Festival Inconfidentes de Cinema, lançamento oficial da exposição “Pulsando Quimeiras.” / Facebook Festival Inconfidentes

O jornalista não é vítima, ele tem o direito de escolha

por Ariadne Selene, Edmar Borges, Pedro Ewers

Há em torno de 120 cursos de graduação em Jornalismo no país. A cada ano, formam cerca de 5.000 profissionais. Mestre e doutora em Educação pela UFMG, Margareth Diniz, 47 anos, leciona Psicologia da Comunicação na Universidade Federal de Ouro Preto (UFOP) desde 2008, considera a formação acadêmica e a existência de vários cursos de jornalismo no Brasil muito importante.

O curso de jornalismo da UFOP é fruto do REUNE, foi fundado em 2008, e seu campus reside no município de Mariana. Ainda está em processo de adaptação. ˜Em Mariana, temos profissionais com boa formação, mestres e doutores com compromisso ético.
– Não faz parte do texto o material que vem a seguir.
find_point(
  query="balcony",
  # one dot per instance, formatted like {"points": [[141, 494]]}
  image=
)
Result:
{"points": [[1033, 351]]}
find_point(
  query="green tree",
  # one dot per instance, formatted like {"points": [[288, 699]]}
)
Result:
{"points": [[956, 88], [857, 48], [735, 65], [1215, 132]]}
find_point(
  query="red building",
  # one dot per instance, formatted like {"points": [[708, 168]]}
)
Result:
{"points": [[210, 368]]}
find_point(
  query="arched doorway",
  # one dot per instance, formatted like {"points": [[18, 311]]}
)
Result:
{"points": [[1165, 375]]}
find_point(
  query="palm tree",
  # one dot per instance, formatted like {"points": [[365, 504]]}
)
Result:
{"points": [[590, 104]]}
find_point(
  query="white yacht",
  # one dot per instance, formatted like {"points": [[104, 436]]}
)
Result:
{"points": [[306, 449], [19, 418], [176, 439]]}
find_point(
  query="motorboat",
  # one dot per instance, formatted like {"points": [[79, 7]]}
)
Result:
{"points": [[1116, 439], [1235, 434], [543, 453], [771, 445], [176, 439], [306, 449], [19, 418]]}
Os materiais ainda precisam melhorar, mas já esteve pior, está em constante avanço˜, fazendo referência aos laboratórios e à infra-estrutura do curso.

De acordo com a professora, a importância da aplicação do estudo da Psicologia na formação dos alunos do ramo é para os jornalistas se verem como sujeitos, críticos e antenados. “Além disso, eles lidam com sujeitos também, e precisam saber como fazer isso.” Ela acrescenta, ainda, que há diferença entre lecionar aos docentes deste curso e dos demais, declarando que os de jornalismo são mais ligados e possuem mais vivência cultural.

Apesar do número de bons cursos disponíveis, há profissionais com má formação ou formação nenhuma, que atuam de forma anti-ética e desvalorizam a profissão. “Vejo a profissão com muitas amarras, é preciso trilhar-se um caminho mais ético e livre. Existem muitos canais de comunicação poderosos, que ocultam fatos e divulgam informações não-reais.”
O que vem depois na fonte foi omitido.